Dawn has learnt that the civic agency’s urban planning wing is drafting blueprints for skyscrapers in sectors G-6 and F-6 on land that currently has 2,251 government residential units. The plan proposes a special zone over an area of 371 acres of mixed use with high-rise development on the lines of that in Hong Kong.
In a communication with the newspaper, chairman CDA Farkhand Iqbal defended the plans as a means of “economic generation”.
“We are hoping to generate handsome revenue from the sale of government residences,” he said.
Indeed, some insiders claim that it is expected to fetch around Rs147.5 billion from local and foreign investors.
The skyscraper proposal landed in the office of the Finance Minister a few months back, and he directed the Planning Commission in August to evaluate the political fallout of the plan.
The monetisation of housing units of federal government lands had been approved in April, and a complete revision of existing planning parameters, rezoning and land re-classification had been expected.

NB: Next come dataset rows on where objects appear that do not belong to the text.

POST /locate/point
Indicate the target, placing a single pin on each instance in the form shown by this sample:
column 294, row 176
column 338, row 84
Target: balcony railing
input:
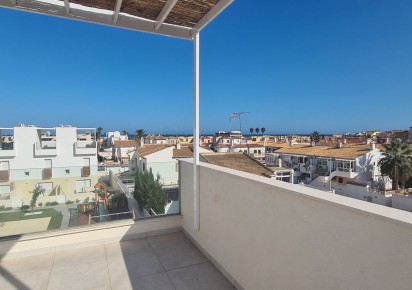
column 85, row 171
column 4, row 175
column 85, row 148
column 47, row 173
column 45, row 148
column 288, row 232
column 7, row 150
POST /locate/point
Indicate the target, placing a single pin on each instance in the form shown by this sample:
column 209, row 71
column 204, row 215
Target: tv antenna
column 238, row 115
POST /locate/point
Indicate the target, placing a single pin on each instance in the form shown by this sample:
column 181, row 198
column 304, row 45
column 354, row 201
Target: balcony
column 85, row 171
column 85, row 148
column 294, row 238
column 345, row 172
column 45, row 148
column 47, row 174
column 7, row 150
column 306, row 168
column 4, row 175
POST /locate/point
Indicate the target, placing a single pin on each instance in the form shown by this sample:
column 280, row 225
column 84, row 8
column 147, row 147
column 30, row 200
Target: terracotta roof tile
column 238, row 161
column 148, row 149
column 346, row 152
column 124, row 143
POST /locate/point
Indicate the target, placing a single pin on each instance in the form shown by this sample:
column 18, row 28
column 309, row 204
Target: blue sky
column 297, row 66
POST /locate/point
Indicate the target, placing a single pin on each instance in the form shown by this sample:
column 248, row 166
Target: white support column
column 196, row 132
column 67, row 6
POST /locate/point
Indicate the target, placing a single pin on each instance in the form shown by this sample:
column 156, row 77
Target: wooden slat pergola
column 174, row 18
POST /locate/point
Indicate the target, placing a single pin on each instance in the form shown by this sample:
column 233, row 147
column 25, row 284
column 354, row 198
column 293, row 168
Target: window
column 82, row 185
column 46, row 185
column 5, row 189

“An official had informed the outgoing Prime Minister Yousuf Raza Gilani that housing federal government employees in F-6 and other posh localities of the sector is just wastage of precious land,” added an official, who has been part of different meetings on monetisation of housing units.
“Only eight per cent of federal government employees are housed in residential facilities owned by the federal government, 20 per cent live in rented accommodation and 70 per cent get house rent allowance,” said the official.

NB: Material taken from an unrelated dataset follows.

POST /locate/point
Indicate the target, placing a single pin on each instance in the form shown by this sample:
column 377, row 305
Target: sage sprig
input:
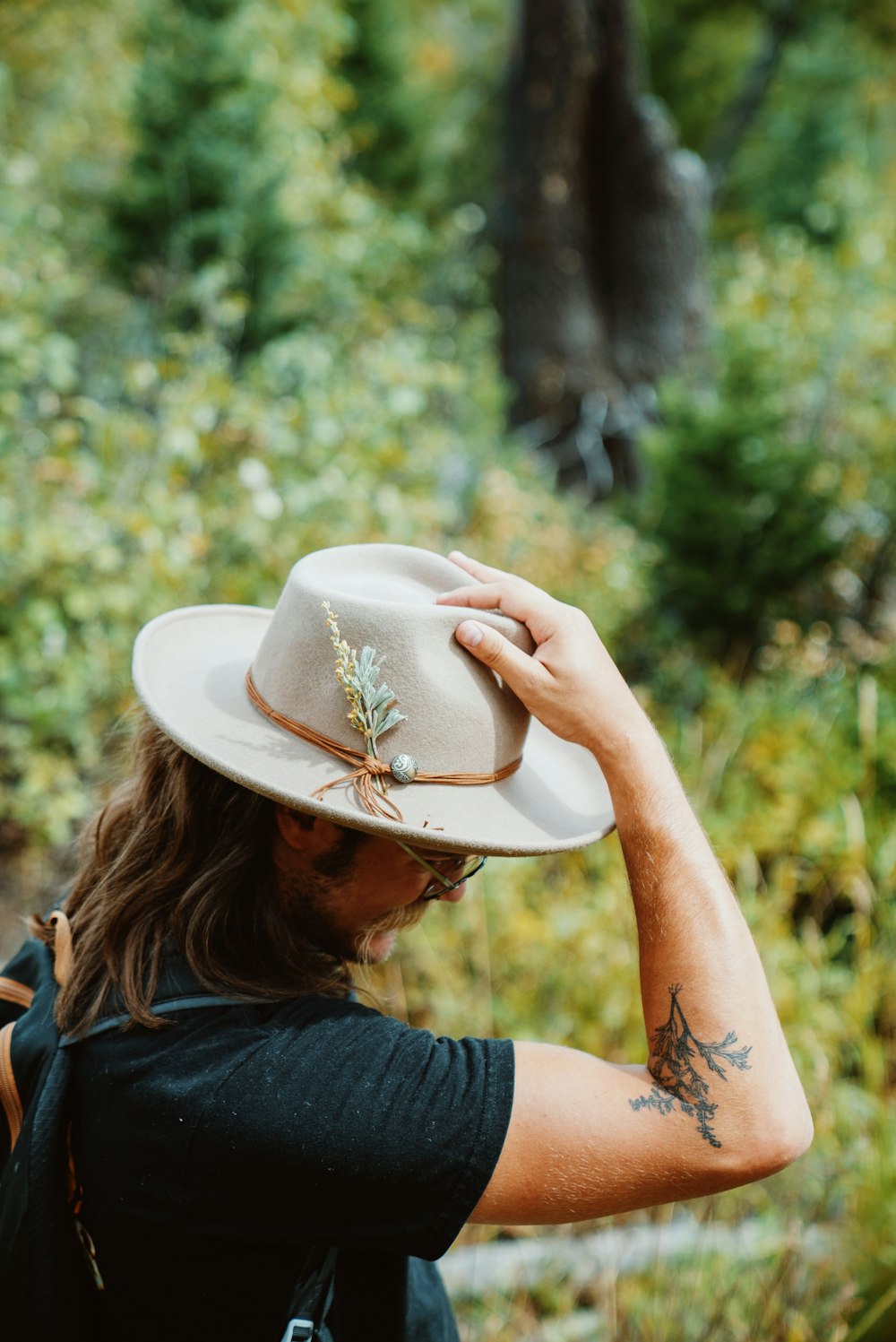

According to a presentation of the CDA, the skyscraper project would be part of the Planning Commission’s ‘New Framework for Economic Growth’, and would have apartment buildings and commercial plazas as well as new public sector buildings.
“CDA also wants the government to establish a Real Estate Development Company to prepare business plans to attract local as well as international investors for investment in the special zone of mixed use high-rise development,” maintained one senior official of the CDA board.
On the other hand, a key official of the federal government, not willing to share his name said: “It’s more like raping the capital city of its green character since skyscrapers will be established on government residential areas in the most quiet and serene sector of F-6.”
“The losers will be none other than civil servants and a number of defence establishment officials living in posh federal government accommodations in different parts of the city,” added the official.
“The government wants to benefit someone highly influential and this whole process is quite shady,” insisted the official.
An official of the Public Works Department shared a similar opinion: “It’s just a pilot project and the whole drive will render thousands of federal government employees homeless and government will be paying just a limited compensation in terms of house rent to its employees in the future.”
Likewise, a federal secretary told Dawn: “It’s quite strange on the part of the PPP government that it wants to sell the whole of the Islamabad to foreign investors and the original master plan of the city is ignored by the Prime Minister’s office and the Presidency.”
But the CDA chairman Mr Iqbal claimed: “Nowhere in the world does a civil servant hold over 1000 sq yd accommodation but in Islamabad this is common.”
The chairman CDA asserted: “This concept will help us meet the modern development trends since CDA will be developing 25-storey towers and commercial plazas. The first few floors of the plazas will be designated for commercial purpose while the rest of the floors will be residential apartments.”
When asked if Islamabad will lose its green character besides the civil servants will be left without accommodation, replied: “The government wants to generate funds and frankly the Prime Minister Raja Pervez Ashraf has shown his keen interest in the proposed plan.”
“Islamabad will not lose its green character and it’s wrong to say that future construction will damage city’s serene face,” claimed the chairman.
He said that media should attach no controversy with this plan since it is not meant to support any mighty or powerful developer.
Mr Iqbal insisted: “The proposed project will be implemented but I can’t give an exact timeframe for that.”
A federal government employee working in the Ministry of Capital Administration and Development told Dawn: “We will approach the Supreme Court if things go the way the PPP government is planning for monetisation of the housing units.”
He said it was quite strange that without consulting any officials the PPP government was politically motivated to go ahead with the plan.
“The office of the president and the prime minister should give a second thought to the idea since it will be like selling Islamabad to property tycoons and building developers who always cash in on such properties,” added an official in the Ministry of Regulations and Services Division.
A civil servant belonging to a defence establishment observed: “Disturbing the civil servants in the capital will affect the smooth working of the government.”